Our capacity to model and reason about a problem depends on the languages and tools available to us. As graph databases become more mainstream, we anticipate that the concepts, terminologies, and reasoning strategies associated with them will become more deeply embedded in the ways we think about, model and implement software solutions.
The network databases of old--the forerunners of today's modern graph databases--fell out of favour in the '70s because they were difficult to work with. Writing in 1975, in Data and Reality, William Kent summarised this weakness in the network model; more importantly, however, he also offered up a tantalising promise for the future:
"Still others focus their critical comparisons on the manipulative language specified in the DBTG proposal. Such critics fail to see the possibility of developing a better language (exploiting the semantics of named relationships), much as a language like SQL shields users from relational joins and projections."
That possibility is now here in the form of Cypher. Very few people, once they've tried Cypher, want to go back to SQL. Today's graph databases make it easy for developers and data architects to model, store and query their connected data in ways that map closely to their natural language descriptions of a domain and the questions they want to ask of their domain, and I think as we exercise the expressive power of both the language and the graph model we'll demand more of the technology, and so drive its evolution.
Most of today's graph databases adopt the property graph model (which comprises nodes, properties, and named and directed relationships) that Neo4j pioneered nearly 10 years ago. We think it's a pretty powerful model. It's not necessarily a pure graph model--rather, it's a pragmatic union of graph and record-like structures--but it works; developers tend to find it much easier to use a property graph rather than either a pure graph model or a relational model to move a design from the whiteboard into their application.
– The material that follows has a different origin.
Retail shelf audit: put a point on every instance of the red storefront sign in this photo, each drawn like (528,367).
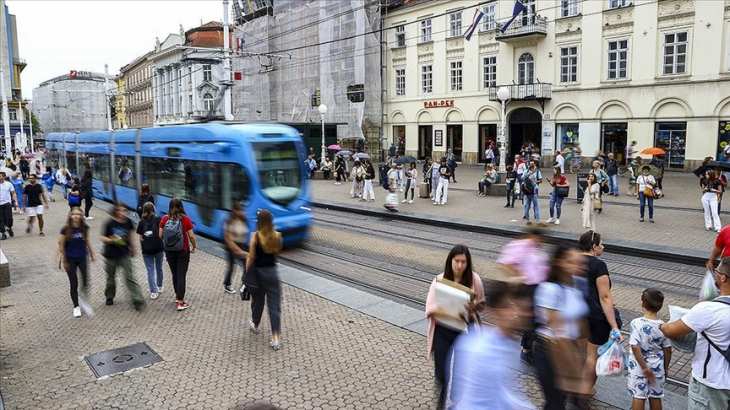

But despite its advantages and ease of use, today's model isn't necessarily the best model. We think we can do better. Later this year Neo4j will introduce some new first-class elements to its property graph model. Chief amongst these are labels and constraints. Labels are like valueless properties that can be attached to nodes. There's a many-to-many relationship between nodes and labels: a node can have one or more labels attached to it, and a label can be associated with one or more nodes. Schema constraints and indexing behaviours can then be associated with these labelled nodes.
Labels and constraints make the graph even more expressive and easier to reason about than ever before, while retaining the bottom-up, schema-free characteristics that make the property graph model ideal for capturing variably-structured domains. Additional enhancements to the model will likely see a more full-blown map- or document-like structure replace the current record structure of node and relationship properties. Together, these enhancements will make it easier to work with simple and complex data structures alike.
Finally, in a more speculative mode, I’d like to reflect on the suggestive and inferential capabilities of graph databases, and the new opportunities for creating end-user value they open up.
Line-of-business applications typically apply deductive and precise algorithms--calculating payroll, applying tax, and maintaining shopping cart totals, for example. But as the big web properties such Google, Facebook, and Twitter have shown, there’s also tremendous value in being imprecise and suggestive--in applying data along a metaphorical axis.
Pattern matching in a graph provides an arbitrarily complex identity function. This is revolutionary. It can be observed in the small in things like social networking and recommendations. My identity--in the context of an online shopping experience, say--is a metaphor for the behaviours of others; I recognise myself and the opportunities available to me in the matched patterns that situate me with respect to other elements in the network. These suggestive, inferential capabilities of graph databases open up an exciting world of new possibilities.